With Luna leading the way, we descended down the Watts trail to cross the Fagan Springs trail and continued on down to Fagan Creek. Not that I’d presume to speak for a dog, but I’d say that the creek was the highlight of the trip for Luna. After only a brief hesitation, she splashed right across and was eager to explore (and get a cool drink or two). She wasn’t very cooperative in holding still so I could get a good photo of her in the water, but she did consent to strike a noble pose for me on the creekbank.
By any name, this is a lovely part of the Monte Sano Preserve. Fagan Creek is always photogenic. I don’t know if it went completely dry in the drought, but it had a decent flow on the day of our hike, and was easy to cross. After crossing the creek, the Watts trail briefly merges with the Wildflower trail to the left, but after crossing a couple of plank bridges the Watts trail again takes off uphill to the right. The trail junction is a little subtle, but you can spot the trail diamonds easily.
The Watts trail terminates at a junction with the Wagon Trail and the Alms House trail. We decided that we’d maximize our creek views on the way back to the parking lot, so we turned northeast on the Wagon trail and descended back down to the Wildflower trail. This trail is at its glorious best in the spring, but is really a trail for all seasons, with Fagan Creek flowing quietly to the left. We gave Luna another chance to splash in the waters before continuing along the trail. We noticed a few trees down in this section, including one that partially blocked the trail, though the damage here was nothing like that on the trails higher on Monte Sano. The November 29 tornado that did the damage in the Ryland Pike area first touched down on Monte Sano, but thanks to heroic efforts of volunteers, trails in Monte Sano State Park and higher elevation Land Trust trails were quickly made passable.
This part of the Wildflower trail also has a couple of historic points of interest — the remains of an old water tank and just downstream, the foundations of a pump house that supplied water to the tank, which in turn supplied water to the train on the Monte Sano Railroad from 1888-1896.

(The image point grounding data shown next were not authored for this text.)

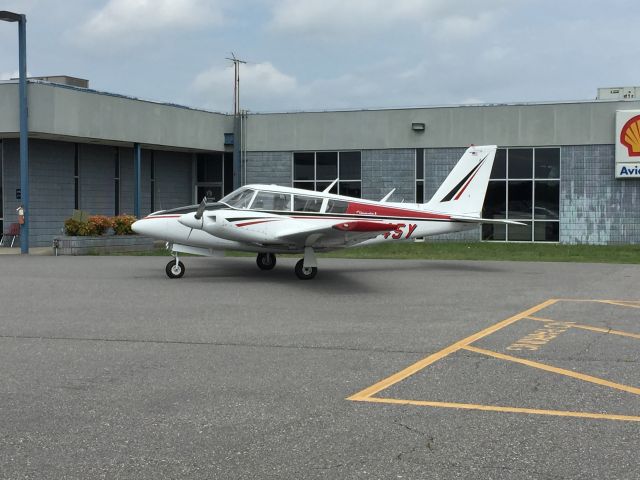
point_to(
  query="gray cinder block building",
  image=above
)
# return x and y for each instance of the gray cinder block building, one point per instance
(556, 170)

We took a sharp right turn at Fagan Spring and headed uphill to join the Alms House trail, the last leg of our loop. Fagan Creek was dry upstream of the spring, as is often the case, but it’s always fun to admire the dry creek bed and imagine what it would be like with a massive water flow. After crossing the creek, the return trip is an uphill slog in a few sections, with a few switchbacks thrown in.
All in all, it was a relaxing 2.1 mile loop in familiar territory. It was nice to cross a couple of new trails off the to-do list, but we’ve still got some catching up to do. And we don’t mind a bit! Much thought goes into trail systems, and to judge from the Land Trust, trail development is an active, ongoing process to create and improve recreational opportunities on preserved lands.